A Pattern Segmentation Model for Ancient Manuscripts

Purchased on Istockphoto.com. Copyright.

SUMMARY

Over the past few years, there has been a significant interest in digitalizing documents, especially ancient manuscripts, as a vital source in history and social development. Since historical documents have deteriorated and aged, copying them on the online network has solved the problem of preservation and access. In terms of analyzing such data—due to the complex characteristics of historical documents—one challenge is to find the essential patterns in documents for users who do not have the proper tools. Thus, we propose a practical deep learning method to simultaneously segment vital information in historical documents. This mechanism could offer an accurate way for scientists to decipher the secrets behind ancient manuscripts. The proposed approach takes advantage of the potential generative adversarial network to enhance the decent pattern quality on such documents.
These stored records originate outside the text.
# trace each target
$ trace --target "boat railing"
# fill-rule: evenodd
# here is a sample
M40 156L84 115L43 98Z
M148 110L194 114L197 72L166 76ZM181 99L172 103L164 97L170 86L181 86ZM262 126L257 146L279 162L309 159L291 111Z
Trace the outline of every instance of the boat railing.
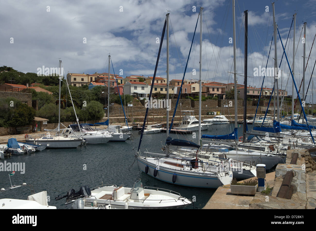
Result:
M172 193L173 194L175 194L181 196L181 195L179 192L175 192L174 191L172 191L169 189L162 189L160 188L156 188L156 187L151 187L149 186L145 186L143 188L144 189L154 189L156 191L161 191L163 192L165 192L168 193Z
M148 198L148 197L147 197L147 198ZM174 198L172 199L159 199L158 200L154 200L153 199L147 199L147 198L145 198L144 199L140 199L136 198L127 198L127 199L126 200L126 202L127 202L129 200L138 200L139 201L142 201L141 202L140 202L140 203L146 203L146 202L147 202L147 201L145 201L146 200L147 200L147 201L159 201L159 202L158 202L158 203L161 203L161 202L163 201L164 201L164 203L165 203L165 202L165 202L165 201L175 201L175 202L177 202L177 200L176 200L175 199L174 199Z

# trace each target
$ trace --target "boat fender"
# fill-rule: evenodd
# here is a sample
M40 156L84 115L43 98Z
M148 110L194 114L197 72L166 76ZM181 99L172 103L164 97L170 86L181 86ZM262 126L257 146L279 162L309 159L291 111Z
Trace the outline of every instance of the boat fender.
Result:
M173 173L172 175L172 183L174 184L174 183L177 180L177 175L175 173Z
M228 163L229 163L231 167L233 167L233 159L228 159Z

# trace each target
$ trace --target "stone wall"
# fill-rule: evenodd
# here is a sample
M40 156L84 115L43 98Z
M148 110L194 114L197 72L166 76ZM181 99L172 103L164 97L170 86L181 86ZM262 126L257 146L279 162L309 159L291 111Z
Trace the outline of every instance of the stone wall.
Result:
M14 97L21 101L27 101L27 105L32 106L32 94L30 93L0 91L0 98L8 97Z

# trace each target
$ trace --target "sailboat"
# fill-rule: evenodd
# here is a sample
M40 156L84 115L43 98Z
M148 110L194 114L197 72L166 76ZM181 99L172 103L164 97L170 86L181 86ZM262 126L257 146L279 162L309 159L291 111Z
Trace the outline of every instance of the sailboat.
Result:
M57 127L54 129L44 129L46 131L48 132L46 135L41 136L36 136L33 137L33 136L26 135L25 142L30 144L34 144L40 146L46 146L47 148L75 148L77 147L80 145L82 145L85 142L85 141L82 138L82 134L80 136L76 136L75 138L64 137L61 133L60 129L60 84L61 79L64 78L64 73L62 73L62 70L61 60L59 60L59 69L60 73L58 78L59 79L59 103L58 103L58 125ZM67 79L65 79L67 87L68 84L67 83ZM70 91L69 91L70 94ZM76 116L77 122L78 125L79 124L79 121L77 117L76 110L75 110L74 106L72 102L72 98L71 98L71 94L70 94L70 99L73 107L74 107L74 110L75 111L75 114ZM62 132L64 131L61 130ZM51 135L50 132L55 133L55 134Z
M200 61L201 59L202 52L202 16L203 8L201 7L200 12L199 14L199 17L200 17ZM165 31L167 27L167 83L168 84L169 83L169 13L168 13L166 15L166 19L165 21L163 29L161 40L160 45L158 52L157 60L156 62L156 66L154 72L153 81L155 80L156 76L156 73L158 66L159 58L161 51L161 47L162 44L162 41L165 34ZM198 20L197 22L195 27L195 29L193 34L193 38L192 40L190 49L191 52L192 45L194 39L194 35L196 30L197 26ZM190 57L190 53L188 58L185 68L185 70L182 82L181 83L181 88L182 88L183 84L183 80L184 79L185 71L187 67L188 62ZM201 127L201 78L202 67L201 63L200 64L200 99L199 104L200 104L200 109L199 112L199 123L200 126L198 126L197 128L199 130L199 134L200 134ZM149 94L149 98L150 98L151 93L152 92L153 86L152 85ZM168 101L169 85L167 86L167 100ZM179 94L181 92L181 89L179 91ZM178 97L178 100L174 112L173 120L170 125L170 128L172 126L172 124L175 112L177 109L177 106L179 102L179 96ZM227 163L224 163L219 161L213 161L209 160L204 161L199 158L198 156L197 150L197 155L194 157L184 157L179 156L178 157L169 156L169 148L170 147L188 147L189 148L193 148L197 149L200 148L200 145L187 140L180 140L179 139L173 139L169 136L169 129L167 129L166 130L167 139L166 141L166 147L165 149L165 153L164 155L165 156L161 158L151 157L151 155L162 155L164 154L160 153L149 153L145 152L145 155L142 155L139 151L143 137L143 134L144 129L145 125L146 124L146 119L148 113L148 108L146 109L146 114L145 116L145 119L144 120L144 123L142 130L141 138L140 140L138 147L137 150L137 153L135 155L136 158L137 159L138 166L142 172L145 172L147 175L154 177L156 179L161 181L173 183L175 184L184 185L185 186L192 187L199 187L203 188L216 188L222 185L228 184L230 183L233 178L233 172L229 170L229 166ZM167 123L169 126L169 112L167 110Z

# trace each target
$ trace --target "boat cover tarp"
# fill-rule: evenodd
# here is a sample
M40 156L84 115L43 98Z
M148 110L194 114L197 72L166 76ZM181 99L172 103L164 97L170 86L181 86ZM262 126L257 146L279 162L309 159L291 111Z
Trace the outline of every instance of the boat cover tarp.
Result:
M20 148L20 146L15 138L10 138L8 140L8 147L10 148Z
M94 125L96 124L97 125L109 125L109 120L106 120L106 121L104 121L104 122L101 122L100 123L94 123Z
M234 131L227 135L202 135L202 138L216 140L237 140L238 137L238 128L235 128Z
M199 148L200 146L195 143L184 140L172 139L170 136L167 138L166 144L168 145L173 146L180 146L181 147L190 147Z

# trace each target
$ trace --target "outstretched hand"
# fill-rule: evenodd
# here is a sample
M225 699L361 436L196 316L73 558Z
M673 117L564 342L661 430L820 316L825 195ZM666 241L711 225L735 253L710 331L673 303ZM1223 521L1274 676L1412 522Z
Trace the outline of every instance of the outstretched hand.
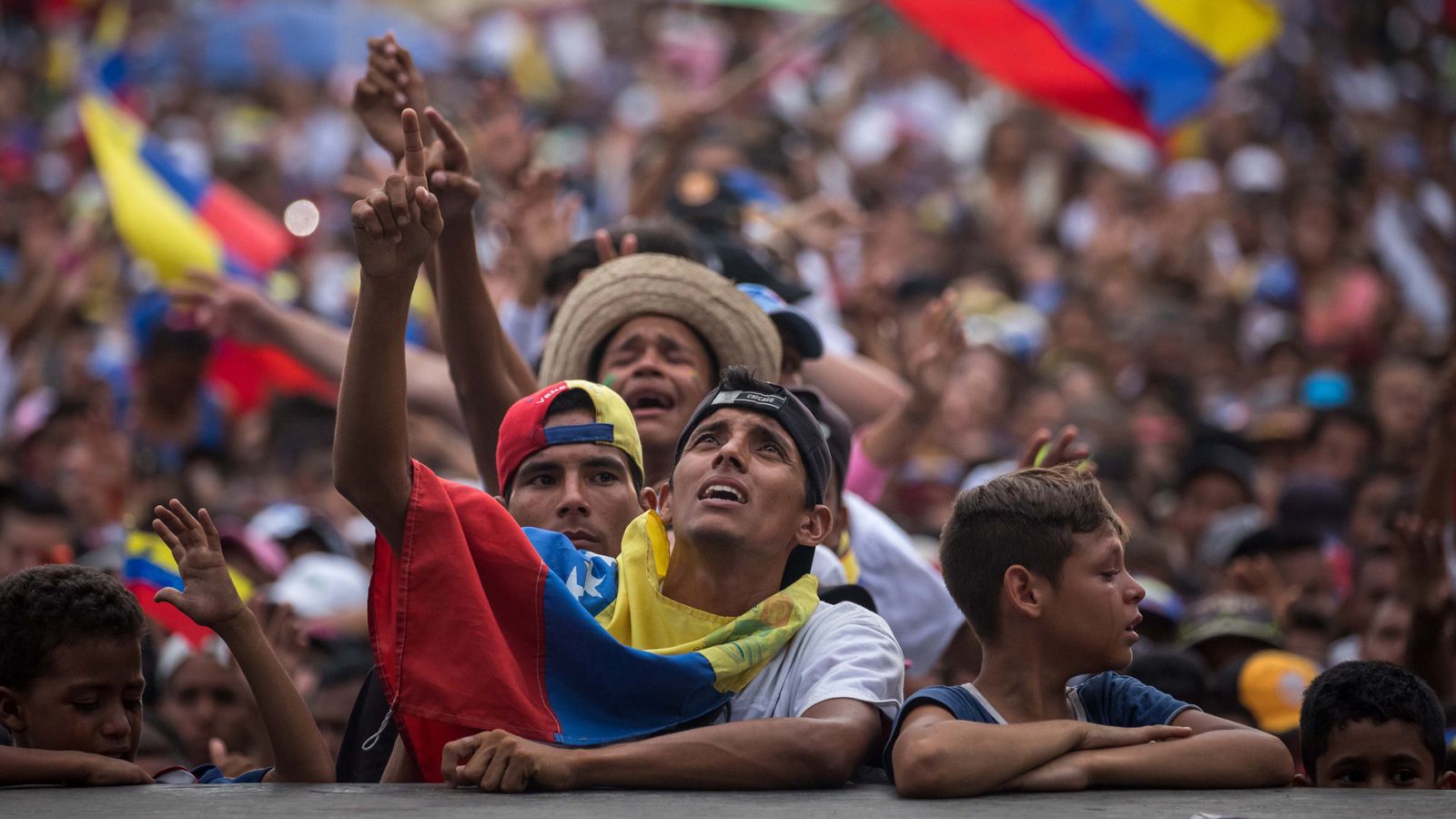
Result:
M354 246L365 277L414 281L419 265L444 230L440 201L425 187L425 143L414 108L400 114L405 173L390 173L354 203Z
M1452 579L1446 568L1444 526L1402 514L1392 526L1401 561L1402 593L1417 614L1439 616L1452 606Z
M237 596L237 587L227 573L227 561L223 560L223 541L207 510L198 510L194 517L182 501L172 498L170 504L157 506L151 512L156 514L151 529L172 549L183 583L181 592L170 587L157 592L156 602L176 606L192 622L213 631L246 615L248 608Z
M965 334L955 315L955 291L951 290L925 309L919 348L910 354L910 389L917 408L932 412L941 405L962 353Z
M399 114L430 105L425 79L415 67L409 50L395 39L395 32L368 41L368 71L354 86L354 114L368 136L399 162L405 141L399 134Z
M188 271L170 289L179 305L194 307L194 321L218 338L243 344L271 344L284 307L256 287L215 273Z

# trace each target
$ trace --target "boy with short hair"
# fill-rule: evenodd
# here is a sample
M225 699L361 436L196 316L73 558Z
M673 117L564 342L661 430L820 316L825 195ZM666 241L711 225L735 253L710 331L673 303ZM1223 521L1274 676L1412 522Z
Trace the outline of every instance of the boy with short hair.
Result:
M258 700L275 765L229 778L213 765L167 771L160 781L328 783L333 762L303 697L288 679L223 560L207 510L156 507L153 529L172 549L185 589L172 603L214 630ZM44 565L0 581L0 785L146 784L135 765L141 739L141 606L115 579L79 565Z
M1142 619L1125 541L1076 466L961 494L941 563L984 660L974 683L906 701L885 749L901 794L1289 784L1275 737L1112 673L1131 662ZM1079 675L1095 676L1069 688Z
M1446 718L1431 686L1390 663L1340 663L1315 678L1299 713L1300 785L1456 788Z

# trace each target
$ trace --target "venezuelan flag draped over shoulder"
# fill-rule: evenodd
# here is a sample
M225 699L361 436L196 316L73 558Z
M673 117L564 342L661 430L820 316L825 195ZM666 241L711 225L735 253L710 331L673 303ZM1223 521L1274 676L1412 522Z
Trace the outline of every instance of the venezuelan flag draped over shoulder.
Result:
M645 513L619 560L581 552L415 463L405 542L374 548L370 634L421 774L483 730L603 745L709 717L818 605L805 574L741 616L692 609L661 593L668 549Z
M1152 137L1198 111L1280 29L1268 0L890 0L981 71Z
M277 219L234 188L185 172L105 96L84 95L80 115L116 233L163 284L188 270L258 278L288 254L293 239Z

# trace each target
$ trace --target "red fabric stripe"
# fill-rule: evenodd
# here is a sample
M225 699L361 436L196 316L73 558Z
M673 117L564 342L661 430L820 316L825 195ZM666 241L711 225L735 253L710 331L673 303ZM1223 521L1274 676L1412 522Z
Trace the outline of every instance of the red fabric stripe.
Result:
M208 185L197 214L234 256L259 273L271 271L293 248L293 236L282 224L230 185Z
M252 412L275 393L310 395L328 404L338 399L335 385L277 347L223 340L213 351L207 375L234 414Z
M374 545L370 635L395 724L438 783L450 740L505 729L550 742L561 726L546 698L540 555L495 498L414 469L400 554L383 536Z
M1015 0L890 0L986 74L1051 108L1152 134L1137 101Z
M182 614L182 611L172 603L159 603L153 600L159 589L151 583L132 580L127 583L127 590L137 596L137 602L141 603L141 612L151 618L167 634L176 634L194 647L201 646L202 641L213 635L211 628L192 622L192 618Z

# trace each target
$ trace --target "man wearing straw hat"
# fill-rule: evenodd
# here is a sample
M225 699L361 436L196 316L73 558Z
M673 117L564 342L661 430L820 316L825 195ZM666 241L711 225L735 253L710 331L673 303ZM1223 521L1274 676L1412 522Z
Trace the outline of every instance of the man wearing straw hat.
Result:
M665 481L693 408L728 366L779 380L769 316L731 281L678 256L635 254L578 284L552 325L540 383L568 377L617 391L636 418L646 482Z
M453 694L462 691L456 682L482 679L475 673L482 669L482 663L488 670L492 662L520 662L523 656L536 656L530 653L530 646L515 641L507 643L510 657L460 651L457 641L462 635L469 630L475 630L470 634L482 630L502 634L501 630L510 625L507 621L514 618L530 627L533 640L539 641L543 627L520 612L498 614L491 605L494 600L486 600L472 616L459 618L457 631L448 635L430 628L430 621L450 615L451 606L466 605L469 599L480 597L482 592L489 593L495 589L489 584L496 577L526 576L531 589L536 589L540 586L540 574L533 564L527 565L526 552L520 552L518 544L524 535L502 517L504 510L483 500L483 493L460 485L447 487L409 459L405 316L416 270L440 236L443 224L437 200L425 189L424 146L414 111L405 111L403 125L406 175L392 175L383 191L373 191L364 201L355 203L352 210L363 283L335 436L335 482L374 522L381 538L381 548L376 549L379 584L371 590L371 597L377 597L376 605L383 606L379 611L393 616L371 616L371 624L381 630L371 630L371 635L377 643L383 637L384 643L380 644L397 644L397 653L392 650L383 654L400 657L403 663L403 670L393 670L395 685L397 675L408 672L415 681L412 691L418 692L422 691L421 676L450 675L440 686L428 688L450 694L447 701L411 702L406 701L408 691L400 694L395 688L396 716L412 726L412 736L427 737L430 742L411 743L408 749L396 745L397 765L392 761L392 771L408 774L414 764L418 774L428 777L432 769L440 771L446 781L456 785L510 791L527 787L743 788L827 787L844 783L859 762L872 755L885 720L898 708L903 659L878 615L847 603L823 605L814 596L814 580L805 574L807 561L802 557L805 549L824 538L830 523L830 510L823 503L830 477L827 443L817 421L796 398L778 385L753 377L743 367L729 369L712 392L706 389L706 383L696 388L696 392L703 393L699 396L700 402L687 405L683 420L671 427L671 481L652 504L661 510L661 517L655 512L645 513L632 525L645 533L625 538L623 561L629 551L626 541L630 539L638 561L630 565L649 570L655 580L648 581L644 595L632 595L632 577L639 577L641 573L619 576L626 580L619 586L614 602L601 612L593 612L610 618L609 624L601 618L596 621L609 630L628 612L639 612L644 628L632 625L638 621L625 618L622 622L628 630L622 635L610 631L626 650L639 653L684 654L697 651L695 646L711 643L711 647L716 647L718 643L713 641L763 634L760 643L754 644L759 646L756 650L713 654L721 659L737 657L737 665L727 663L722 670L718 665L700 662L677 666L699 675L709 669L716 675L716 681L709 682L715 691L728 695L731 708L712 718L727 724L687 727L641 740L636 737L645 736L641 732L644 726L635 726L632 732L636 733L623 734L630 742L590 742L590 737L607 736L601 734L601 724L609 729L619 723L628 726L632 717L630 711L619 714L609 724L596 720L597 711L593 711L584 720L572 723L578 726L575 733L568 732L566 717L571 714L566 705L591 701L596 686L610 691L612 678L563 682L558 678L562 685L575 688L571 697L561 701L549 694L550 714L537 714L540 707L534 698L505 698L491 701L495 705L485 723L460 716L472 708L470 702L462 700L473 695ZM399 203L405 205L403 217L396 217L395 204ZM584 287L604 289L609 296L620 296L612 290L619 281L612 274L609 270L598 271ZM652 271L639 275L651 278ZM706 373L716 370L719 364L713 356L727 350L737 357L740 351L732 344L772 353L759 363L770 372L776 369L778 338L767 316L731 284L712 274L702 278L722 283L727 290L715 291L709 286L695 291L690 284L693 275L697 274L686 271L677 277L671 273L660 275L655 286L671 290L677 299L654 299L660 291L652 290L636 297L648 306L645 315L639 310L635 316L588 316L598 321L585 324L597 326L591 334L582 334L582 341L568 347L572 353L588 351L588 367L607 376L622 373L629 395L641 399L657 391L654 401L639 401L639 405L658 411L654 418L676 412L676 402L686 402L689 391L695 391L697 382L706 382ZM735 335L734 328L713 324L713 310L693 312L684 307L680 297L684 291L696 293L700 299L716 296L729 303L741 299L745 303L744 318L750 326L761 324L761 334ZM668 319L680 324L678 328L665 321L651 321L661 318L654 310L677 310L695 324ZM603 307L603 312L607 309ZM699 342L697 348L690 344L697 342L693 338L697 332L719 341L719 345L712 347L713 354L708 353L708 344ZM546 354L545 377L556 380L553 373L559 370L552 369L553 354L561 353L549 347ZM598 356L596 361L590 360ZM575 364L579 366L581 361ZM696 373L692 372L695 367ZM668 372L673 377L667 376ZM636 386L630 383L633 379L639 382ZM603 424L585 424L590 428L600 426ZM596 443L607 442L603 437ZM677 533L671 552L664 525L674 526ZM476 536L482 532L486 536ZM547 541L550 538L558 539L558 546L562 545L559 535L549 533ZM515 542L515 546L508 545L508 541ZM644 551L648 546L649 551ZM515 551L510 552L510 560L526 565L526 573L521 574L515 567L508 573L502 570L502 574L486 573L478 579L480 589L473 589L469 568L478 565L475 558L485 560L486 552L504 554L511 548ZM575 554L575 549L571 551ZM450 558L459 560L459 567ZM393 570L395 563L402 568ZM383 574L379 574L380 567ZM381 576L387 579L379 581ZM412 599L418 602L409 608L400 605L403 597L390 597L408 595L414 587L411 583L424 583L415 590L428 590L432 596L416 593ZM641 580L636 583L641 584ZM566 584L569 587L571 581L566 580ZM441 596L440 589L444 587L462 593ZM620 589L626 589L626 597ZM578 600L584 599L582 595L591 595L590 590L571 593ZM661 612L676 614L662 615L667 619L658 622ZM553 615L545 631L566 622L569 616ZM673 618L677 621L671 627L676 631L667 634L665 641L658 640L662 635L655 635L654 631L658 631L658 625L667 628L667 621ZM724 628L727 621L734 625ZM415 628L405 628L409 622ZM578 630L596 628L594 624L581 627L579 618L571 622L578 622ZM419 628L421 625L427 627ZM518 627L520 624L517 630ZM703 630L708 631L696 634ZM695 634L690 635L689 631ZM405 651L406 635L415 646L424 640L424 654L419 648ZM444 643L441 638L446 638ZM430 653L430 646L435 648L434 653ZM593 646L603 656L613 651L600 640ZM381 648L377 646L377 650ZM622 654L622 650L616 650L616 654ZM411 662L418 662L411 657L421 656L428 660L422 667L409 666ZM626 663L625 659L617 659ZM537 667L534 662L530 665L530 669ZM550 673L553 666L547 659L546 666L540 667ZM604 663L601 667L623 666ZM507 675L501 679L517 678L536 679L534 675ZM635 710L652 714L680 713L684 718L697 718L697 710L709 700L693 691L683 691L692 698L681 705L676 701L665 702L668 708L664 711L664 702L644 702ZM712 702L718 700L718 695L711 698ZM632 708L628 702L613 698L591 701L588 705L606 713ZM460 736L460 726L473 724L478 726L476 730L489 724L517 726L523 723L513 718L523 714L550 717L550 724L559 726L552 729L556 732L553 736L566 737L555 742L612 745L571 749L530 742L520 736L534 736L530 729ZM441 748L440 739L448 736L460 739L446 742ZM574 742L569 737L588 739ZM431 762L435 765L432 769L427 767Z

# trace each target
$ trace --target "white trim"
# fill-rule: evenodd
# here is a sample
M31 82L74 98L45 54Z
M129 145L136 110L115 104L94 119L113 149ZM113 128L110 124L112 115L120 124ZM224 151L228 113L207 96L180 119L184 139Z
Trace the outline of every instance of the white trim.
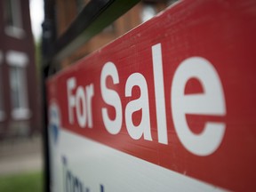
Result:
M14 120L24 120L31 117L31 111L28 108L14 108L12 111L12 116Z
M15 26L6 26L4 28L4 32L7 36L19 39L21 39L25 36L24 29Z
M0 65L2 64L2 62L3 62L3 52L0 51ZM1 74L1 71L0 71L0 74ZM3 92L0 91L0 94L2 94L2 93L3 93ZM2 100L0 100L0 102L3 103L4 102L3 96L1 97L1 99L2 99ZM4 108L0 108L0 122L4 121L5 119L5 117L6 116L5 116L5 113L4 111Z
M26 67L28 64L28 55L24 52L9 51L6 53L6 60L10 66Z

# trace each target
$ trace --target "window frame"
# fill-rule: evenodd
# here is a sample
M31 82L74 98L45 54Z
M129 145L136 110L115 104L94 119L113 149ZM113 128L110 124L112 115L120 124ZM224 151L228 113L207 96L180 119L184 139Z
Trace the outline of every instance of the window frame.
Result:
M19 94L18 100L23 100L23 106L20 107L14 107L13 106L13 100L11 100L11 106L12 106L12 117L15 120L23 120L23 119L28 119L31 116L31 111L28 108L28 80L27 80L27 75L26 75L26 69L27 66L28 65L28 57L26 53L21 52L16 52L16 51L9 51L6 53L6 61L9 65L9 81L10 81L10 94L12 98L12 76L11 76L11 68L17 68L23 69L23 76L20 76L20 83L21 83L21 89L24 90L24 92L20 95ZM20 97L22 99L20 100Z
M8 2L8 3L7 3ZM10 14L12 14L12 24L6 23L6 26L4 28L4 32L7 36L12 36L15 38L23 38L25 36L25 31L23 29L23 23L22 23L22 14L21 14L21 2L20 0L5 0L4 1L4 9L6 10L4 12L4 18L5 21L7 20L8 12L9 10L7 6L10 4Z

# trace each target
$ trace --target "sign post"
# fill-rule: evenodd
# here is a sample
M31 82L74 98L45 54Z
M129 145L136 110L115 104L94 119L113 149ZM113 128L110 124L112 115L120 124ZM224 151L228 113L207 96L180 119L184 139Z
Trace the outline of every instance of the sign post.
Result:
M255 188L245 2L181 2L49 78L52 191Z

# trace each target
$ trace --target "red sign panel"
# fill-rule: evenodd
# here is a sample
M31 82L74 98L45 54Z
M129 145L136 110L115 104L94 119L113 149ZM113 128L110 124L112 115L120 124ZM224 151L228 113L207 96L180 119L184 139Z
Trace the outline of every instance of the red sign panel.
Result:
M256 188L256 2L185 1L48 80L61 127L213 185Z

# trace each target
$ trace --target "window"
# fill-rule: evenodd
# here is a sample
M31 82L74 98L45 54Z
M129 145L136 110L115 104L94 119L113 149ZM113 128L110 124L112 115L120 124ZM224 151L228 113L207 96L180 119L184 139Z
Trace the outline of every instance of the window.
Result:
M0 52L0 121L4 120L4 87L3 87L3 76L2 76L2 61L3 53Z
M28 86L26 69L28 59L25 53L11 51L7 52L10 65L10 89L12 101L12 116L13 119L28 119L30 110L28 103Z
M156 10L154 4L143 4L142 11L141 11L141 20L145 22L151 18L153 18L156 14Z
M4 1L4 19L6 23L4 30L6 35L17 38L24 36L21 16L20 0Z

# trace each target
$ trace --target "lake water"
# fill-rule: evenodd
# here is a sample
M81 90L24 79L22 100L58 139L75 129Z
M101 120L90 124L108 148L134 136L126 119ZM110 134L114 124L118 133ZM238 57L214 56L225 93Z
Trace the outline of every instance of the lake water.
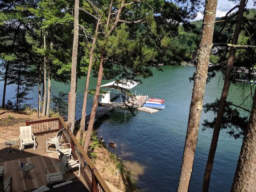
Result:
M98 134L104 139L107 144L110 142L116 144L116 148L110 150L123 157L126 164L132 170L142 189L150 192L174 192L178 182L193 85L188 78L192 76L195 68L186 66L161 68L164 72L152 68L154 76L143 80L143 83L137 86L136 92L137 94L148 94L150 97L165 99L164 110L149 114L116 108L109 116L98 120L96 126ZM96 80L91 79L90 87L95 88ZM86 78L82 78L78 82L77 119L81 118L85 80ZM103 81L102 84L110 81ZM222 77L219 74L206 84L204 104L220 98L223 83ZM1 89L2 84L2 82L0 82ZM232 86L229 96L237 105L241 104L240 101L245 97L242 92L250 90L248 84L242 87L242 84ZM11 91L13 89L12 86L8 87L6 100L11 98L10 95L14 95ZM55 94L59 90L68 92L70 89L68 85L56 82L53 83L52 88L53 94ZM36 106L37 90L30 96L34 99L30 103ZM1 101L2 96L0 95ZM90 113L92 100L92 97L89 97L87 114ZM249 100L242 105L250 106L250 103ZM210 120L214 116L212 114L205 114L203 112L201 123L203 120ZM203 132L201 125L190 192L201 190L212 136L213 130ZM242 140L230 138L226 131L220 132L209 191L230 191Z

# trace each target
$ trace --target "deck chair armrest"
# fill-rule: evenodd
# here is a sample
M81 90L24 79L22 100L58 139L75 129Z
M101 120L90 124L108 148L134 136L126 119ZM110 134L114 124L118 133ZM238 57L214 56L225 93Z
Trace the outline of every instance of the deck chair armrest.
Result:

Critical Features in Historical Documents

Unlike other documents, ancient manuscript analysis is an active search field [1]. Each historical document contains various vital objects, including the caption, table, drawing, floating word, paragraph, and page. Figure 1 shows a clear view of the critical features in a document.

Segmenting objects in an ancient manuscript

Figure 1: Different objects in an ancient manuscript.

Segmentation Descriptor

The fundamental idea of document image segmentation is to group the extracted pixels. Features are represented by the spatial similarities between the different pixels in a given region. In such cases, segmentation means the separation process of a digital image into multiple areas (sets of pixels) to obtain a representation of the image into something more meaningful and easier to analyze.

Segmentation Challenges of Historical Documents

Segmentation techniques have been created to offset the problem of extracting visual elements. Most object segmentation approaches are based on supervised learning, and they require labels for each object, which increases processing time and needs specific expertise to annotate the data. This annotation process increases the potential for error associated with an input document image.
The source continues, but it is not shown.